Logan sniffed a breeze that seemed faintly scented with springtime. Claire took his hand and led him toward a waiting chauffeured car. “Your office has been calling,” she told him, consulting her wrist display. “The mayor of New Orleans won’t even talk about plans for a new waterfront and reservoir system without you there — ‘to keep ’em honest,’ as he put it. And the Nile Reclamation Agency sent an urgent message saying they’ve changed their minds about that idiotic, shortsighted dam project. Instead, they dug out your old plans for the Aswan silt diversion system. I told them better late than never, but they’ll still have to wait till you’ve rested. Anyway, I wanted to go over some ideas with you before we talk to them.”

He smiled at her. “Sounds like you’ve been handling the family business while Dad was in stir.”

She lifted her chin. “I’m seventeen now. You said we’d be partners someday. So? It sure looks like there’s enough to do.”

That was true enough.

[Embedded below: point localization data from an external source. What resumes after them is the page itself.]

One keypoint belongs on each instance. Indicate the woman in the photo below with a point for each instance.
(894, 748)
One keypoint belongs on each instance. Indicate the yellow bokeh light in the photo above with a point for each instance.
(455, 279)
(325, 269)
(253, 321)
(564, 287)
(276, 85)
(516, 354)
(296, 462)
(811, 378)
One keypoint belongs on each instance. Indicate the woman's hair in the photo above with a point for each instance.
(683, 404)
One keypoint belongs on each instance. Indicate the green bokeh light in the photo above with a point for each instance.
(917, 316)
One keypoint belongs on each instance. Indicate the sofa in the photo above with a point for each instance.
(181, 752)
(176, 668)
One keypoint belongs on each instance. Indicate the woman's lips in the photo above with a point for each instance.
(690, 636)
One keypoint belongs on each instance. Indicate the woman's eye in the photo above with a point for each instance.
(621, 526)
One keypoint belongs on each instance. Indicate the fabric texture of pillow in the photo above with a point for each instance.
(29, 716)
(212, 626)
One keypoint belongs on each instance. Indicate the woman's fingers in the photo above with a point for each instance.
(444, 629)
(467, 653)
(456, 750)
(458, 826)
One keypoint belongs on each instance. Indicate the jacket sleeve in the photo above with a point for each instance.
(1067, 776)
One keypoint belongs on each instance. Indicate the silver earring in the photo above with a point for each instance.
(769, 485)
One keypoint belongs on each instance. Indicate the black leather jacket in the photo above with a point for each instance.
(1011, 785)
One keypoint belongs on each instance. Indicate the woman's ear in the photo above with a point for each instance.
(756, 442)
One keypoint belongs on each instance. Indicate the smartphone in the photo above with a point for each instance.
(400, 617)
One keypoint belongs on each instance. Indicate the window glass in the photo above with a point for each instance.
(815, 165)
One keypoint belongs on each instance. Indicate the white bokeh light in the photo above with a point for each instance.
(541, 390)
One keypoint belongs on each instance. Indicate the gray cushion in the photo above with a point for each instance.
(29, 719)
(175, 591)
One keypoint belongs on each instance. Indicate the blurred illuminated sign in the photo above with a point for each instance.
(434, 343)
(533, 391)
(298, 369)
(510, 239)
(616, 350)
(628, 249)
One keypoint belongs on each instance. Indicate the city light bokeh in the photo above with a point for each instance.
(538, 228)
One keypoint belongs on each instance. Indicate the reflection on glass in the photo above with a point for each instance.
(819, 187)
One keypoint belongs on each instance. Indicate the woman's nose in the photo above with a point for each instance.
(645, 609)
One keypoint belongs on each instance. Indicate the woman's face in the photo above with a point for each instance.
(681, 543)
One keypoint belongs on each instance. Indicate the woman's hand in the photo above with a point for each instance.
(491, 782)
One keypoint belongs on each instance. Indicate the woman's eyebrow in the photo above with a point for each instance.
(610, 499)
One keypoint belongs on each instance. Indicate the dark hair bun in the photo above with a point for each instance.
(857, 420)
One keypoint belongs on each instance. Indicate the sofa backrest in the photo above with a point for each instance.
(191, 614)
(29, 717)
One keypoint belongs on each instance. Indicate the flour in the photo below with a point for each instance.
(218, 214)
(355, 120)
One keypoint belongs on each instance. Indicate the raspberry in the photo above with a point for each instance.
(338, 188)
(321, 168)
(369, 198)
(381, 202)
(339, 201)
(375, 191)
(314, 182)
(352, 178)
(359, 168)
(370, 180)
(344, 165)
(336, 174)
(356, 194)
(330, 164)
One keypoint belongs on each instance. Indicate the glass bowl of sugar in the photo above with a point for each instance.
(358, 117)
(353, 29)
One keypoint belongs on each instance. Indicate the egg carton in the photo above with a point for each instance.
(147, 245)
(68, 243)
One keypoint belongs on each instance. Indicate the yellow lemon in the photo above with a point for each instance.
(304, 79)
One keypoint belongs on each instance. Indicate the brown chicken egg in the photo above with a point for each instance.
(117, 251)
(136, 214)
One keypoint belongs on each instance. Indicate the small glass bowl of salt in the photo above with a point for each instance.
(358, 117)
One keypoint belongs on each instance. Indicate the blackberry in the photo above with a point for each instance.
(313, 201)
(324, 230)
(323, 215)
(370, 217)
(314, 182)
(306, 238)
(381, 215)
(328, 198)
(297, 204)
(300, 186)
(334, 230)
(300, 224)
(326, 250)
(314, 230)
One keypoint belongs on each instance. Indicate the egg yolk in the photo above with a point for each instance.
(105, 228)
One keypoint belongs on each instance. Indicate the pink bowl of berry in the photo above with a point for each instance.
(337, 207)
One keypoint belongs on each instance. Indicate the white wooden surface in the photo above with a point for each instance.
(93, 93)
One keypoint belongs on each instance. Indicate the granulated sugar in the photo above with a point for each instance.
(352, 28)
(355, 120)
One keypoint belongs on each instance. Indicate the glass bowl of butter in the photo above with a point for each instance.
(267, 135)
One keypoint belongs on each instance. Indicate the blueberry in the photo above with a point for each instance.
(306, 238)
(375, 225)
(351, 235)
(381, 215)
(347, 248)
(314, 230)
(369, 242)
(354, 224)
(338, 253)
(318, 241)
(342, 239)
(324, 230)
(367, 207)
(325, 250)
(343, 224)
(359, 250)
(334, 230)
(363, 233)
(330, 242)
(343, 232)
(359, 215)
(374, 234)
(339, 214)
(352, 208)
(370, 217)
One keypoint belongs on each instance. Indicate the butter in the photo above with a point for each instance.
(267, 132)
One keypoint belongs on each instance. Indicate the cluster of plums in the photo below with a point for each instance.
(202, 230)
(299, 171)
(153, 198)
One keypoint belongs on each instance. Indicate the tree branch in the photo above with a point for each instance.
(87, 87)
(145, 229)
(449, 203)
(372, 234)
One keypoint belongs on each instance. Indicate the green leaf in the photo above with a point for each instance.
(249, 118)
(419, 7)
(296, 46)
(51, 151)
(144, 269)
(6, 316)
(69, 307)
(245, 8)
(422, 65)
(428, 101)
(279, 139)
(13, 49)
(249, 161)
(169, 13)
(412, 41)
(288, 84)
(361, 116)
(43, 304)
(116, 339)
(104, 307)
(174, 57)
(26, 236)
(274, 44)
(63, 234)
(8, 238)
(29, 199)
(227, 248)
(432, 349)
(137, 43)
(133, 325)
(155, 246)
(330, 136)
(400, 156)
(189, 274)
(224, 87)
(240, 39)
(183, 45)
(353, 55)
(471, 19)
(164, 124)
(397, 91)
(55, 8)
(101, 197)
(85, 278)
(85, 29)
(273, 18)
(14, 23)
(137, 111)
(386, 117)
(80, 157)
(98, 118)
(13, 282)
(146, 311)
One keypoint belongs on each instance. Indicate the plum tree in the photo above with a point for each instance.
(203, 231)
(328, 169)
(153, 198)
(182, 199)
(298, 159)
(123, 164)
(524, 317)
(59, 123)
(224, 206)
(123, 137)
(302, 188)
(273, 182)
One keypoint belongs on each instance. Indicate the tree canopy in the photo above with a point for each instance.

The list of cleanup jobs was long and intimidating — even without having to satisfy a new planetary intelligence that your plans were good ones, truly designed for the long term. From now on the first rule of engineering would be to work with Earth’s natural forces, never against them.

“You’re still going to college,” he insisted. “And by the way, you can’t leave Tony hanging in midair, either. At least, you better tell the poor boy where he stands.”

She tilted her head, then nodded. “Fine. Okay. I’ll take care of being a teenager. That’ll still leave me… thirty hours a week to—”

“ — to be an engineer,” he laughed. “All right. If I tried to stop you, I’d probably just get overruled anyway.”

She grinned and squeezed his arm. Their driver held the door. Before getting into the car, though, Logan stopped to look at the sky. There was a patch over to the north, in the place farthest from the sun, where the dark hue was so clear and icy blue…

Briefly, he closed his eyes and let out a sigh.

“Let’s go,” he said as he sat down beside his daughter. “We’ve got a lot of work to do.”

I am the sum of many parts. I stretch and yawn and test my fingers… using such words to describe the complex things I do until my human parts can come up with better ones.

I am the product of so many notions, cascading and multiplying in so many accents and dialects. These are my subvocalizations, I suppose — the twitterings of data and opinions on the Net are my subjective world. Sometimes it gets confusing and I feel a thread of fear, even revulsion as the contradictions rise, threatening chaos. At such moments I am tempted to clamp down and simplify.